Read Crucial Conversations for communicating with others effectively.

Always err on the side of over communication. Replace “yes, but…” with “yes, and…” especially while diverging.

If you can avoid the meetings, that would be best, but not to the point that skipping the meeting affects decision making and team/work performance. The next best option is to schedule shorter meetings if/when you can; just because the calendar software schedules meetings in increments of 30 minutes doesn’t mean you’ve to conform to it.

Schedule short weekly meetings at the same time for status updates, etc. When you have a well-defined structure, then these might work great for you. Because when you have a process in place (which is half the battle won), it’s just a matter of doing it well.

Consider having one-on-one walking meetings instead of meeting over coffee or in conference rooms. They help you sit less and move more. Steve Jobs was known for doing that.

Have standing meetings — the benefit of this is you will keep the time as short as possible while covering whatever it is you need. And because nobody likes to stand for longer than 15 minutes or so, it’s a great way to keep them short. Please note that this might not always work; some meetings do require you to sit down.

Have a “divergent day” at work every week/month where all you’re doing is escaping from the day-to-day work and stepping into the realm of what’s possible. There is no agenda. The point of having this meeting is to simply talk, think, explore. The idea is that only when your employees make the time for stepping back and reflecting will they have the space to explore and to figure out what really matters, and only in that space can they have the creative freedom to create something great. If you can devote some time every day to also make that space for yourself, even better. Unless you create that space regularly for doing that kind of thinking, you’ll always live reactively as opposed to living proactively. This kind of thinking cannot happen every day when you’re putting out the fires or working on current projects. You need that time away from doing that work to make space for yourself to ponder and to step back and explore.

Keep the use of digital tools like computers, tablets, and smartphones to a minimum. They can be a distraction not just to the person using them, but to everyone else as well.

Use analog tools like pen, paper, and whiteboards. I use and recommend stationery from Bēhance to capture ideas, action steps, reference items, and backburner items. For personal use, I recommend Doane Paper and Field Notes.

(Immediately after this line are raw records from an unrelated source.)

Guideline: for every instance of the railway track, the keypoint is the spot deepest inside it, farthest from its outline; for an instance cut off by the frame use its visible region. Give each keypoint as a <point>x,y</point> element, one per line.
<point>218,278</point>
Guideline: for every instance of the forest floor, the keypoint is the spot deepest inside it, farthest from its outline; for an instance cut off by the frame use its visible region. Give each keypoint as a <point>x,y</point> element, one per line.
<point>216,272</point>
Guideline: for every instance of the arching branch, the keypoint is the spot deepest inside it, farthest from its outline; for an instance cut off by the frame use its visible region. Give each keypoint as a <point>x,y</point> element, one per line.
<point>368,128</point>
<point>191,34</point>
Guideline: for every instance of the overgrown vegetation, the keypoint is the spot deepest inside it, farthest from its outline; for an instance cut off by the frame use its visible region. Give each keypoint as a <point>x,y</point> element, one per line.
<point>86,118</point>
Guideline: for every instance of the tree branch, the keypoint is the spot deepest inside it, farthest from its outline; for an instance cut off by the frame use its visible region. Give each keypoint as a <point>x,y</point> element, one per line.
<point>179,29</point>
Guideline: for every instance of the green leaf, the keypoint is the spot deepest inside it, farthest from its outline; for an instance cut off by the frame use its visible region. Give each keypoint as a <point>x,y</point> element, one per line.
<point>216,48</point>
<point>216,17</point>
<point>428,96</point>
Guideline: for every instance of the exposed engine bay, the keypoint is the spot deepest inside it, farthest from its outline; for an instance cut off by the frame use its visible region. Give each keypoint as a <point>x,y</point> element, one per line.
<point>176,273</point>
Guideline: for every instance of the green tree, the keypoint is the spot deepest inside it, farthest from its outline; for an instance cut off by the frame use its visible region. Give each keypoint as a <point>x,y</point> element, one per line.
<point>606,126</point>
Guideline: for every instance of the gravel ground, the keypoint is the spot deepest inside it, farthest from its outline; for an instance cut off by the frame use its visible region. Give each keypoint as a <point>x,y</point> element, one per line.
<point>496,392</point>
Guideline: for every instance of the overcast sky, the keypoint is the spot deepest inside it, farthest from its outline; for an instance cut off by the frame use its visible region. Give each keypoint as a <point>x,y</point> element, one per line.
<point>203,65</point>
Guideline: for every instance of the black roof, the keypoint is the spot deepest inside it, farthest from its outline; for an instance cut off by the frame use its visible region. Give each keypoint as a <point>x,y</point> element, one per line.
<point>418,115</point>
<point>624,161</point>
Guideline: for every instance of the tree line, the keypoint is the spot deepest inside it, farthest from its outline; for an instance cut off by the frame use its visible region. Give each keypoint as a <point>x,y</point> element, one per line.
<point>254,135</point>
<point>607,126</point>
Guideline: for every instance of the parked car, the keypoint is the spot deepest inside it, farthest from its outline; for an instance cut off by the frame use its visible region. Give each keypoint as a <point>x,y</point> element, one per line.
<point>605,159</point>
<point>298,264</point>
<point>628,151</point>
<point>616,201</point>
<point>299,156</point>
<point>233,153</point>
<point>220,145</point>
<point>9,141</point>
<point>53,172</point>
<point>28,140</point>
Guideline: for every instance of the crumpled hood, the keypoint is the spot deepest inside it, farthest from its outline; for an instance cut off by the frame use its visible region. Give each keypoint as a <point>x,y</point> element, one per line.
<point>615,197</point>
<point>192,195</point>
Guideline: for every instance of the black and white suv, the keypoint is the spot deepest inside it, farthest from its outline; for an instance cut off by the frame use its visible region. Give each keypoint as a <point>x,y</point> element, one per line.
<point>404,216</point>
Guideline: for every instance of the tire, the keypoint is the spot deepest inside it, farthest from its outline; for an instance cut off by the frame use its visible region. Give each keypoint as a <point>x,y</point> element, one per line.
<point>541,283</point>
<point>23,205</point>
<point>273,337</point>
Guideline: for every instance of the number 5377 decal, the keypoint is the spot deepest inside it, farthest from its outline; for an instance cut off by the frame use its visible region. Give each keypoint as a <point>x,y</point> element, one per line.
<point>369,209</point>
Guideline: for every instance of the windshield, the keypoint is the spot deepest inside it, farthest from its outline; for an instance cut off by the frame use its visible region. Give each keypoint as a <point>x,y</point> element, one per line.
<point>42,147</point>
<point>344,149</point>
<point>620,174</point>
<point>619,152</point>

Most of the work today in organizations is done collaboratively in teams. Knowing how to work well with others by working in teams effectively is a crucial skill to master in order to make progress on and, ultimately, complete your projects.

There are various reasons why we find it difficult to make meetings work for us. In my experience, the most important reason is the absence of a uniquely-defined process. We need to look at meetings as a process and not jump directly into its content. Ultimately, to run meetings effectively, you need a process, unique process skills that work for your team, and content, to get quality results.